Repositories support both web service providers and consumers by providing an authoritative source for service information. Publishers post and manage configuration of metadata artifacts to support information sharing and to ensure their reuse across the boundaries of participating stakeholders. Consumers can search for services and retrieve essential information to use Web Services. The service repository should play an important role in governance and configuration management for Web Services. Some repositories support workflow, allowing submission of Web Services for approval and eventual publication through a documented process. This supports the governance process by offering service management automation.

Enterprise Service Bus

The Enterprise Service Bus (ESB) is an integration infrastructure for implementing independent sharing of data and business processes among connected Web Services.

ESB-connected consumers interact with various service providers to complete business processes. The ESB routes SOAP requests to multiple service providers. Components Connected with an ESB depicts Web Services and other components as they connect via an ESB.
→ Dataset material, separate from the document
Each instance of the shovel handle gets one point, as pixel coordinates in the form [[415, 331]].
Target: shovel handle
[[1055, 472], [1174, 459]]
Components Connected with an ESB; Figure depicts how components may be connected by an enterprise service bus (or ESB). The ESB provides a messaging layer for routing and transformation services for any number of components such as custom or existing applications, portals or other human interfaces, service orchestration, data services, adapters, or web services.
Components Connected with an ESB

Enterprise Messaging

Enterprise message (not e-mail) is a mechanism for sending and receiving messages, including but not limited to XML-based messages, either with request-reply or publish and subscribe (“pub-sub”) semantics between applications. In addition, enterprise messaging provides delivery options such as message queuing, fire and forget, and guaranteed delivery. Depending on the specific product implementation, enterprise messaging can offer disconnected operation, persistent messaging, internal acknowledgment of message receipt, and additional transactional recovery and message redelivery options.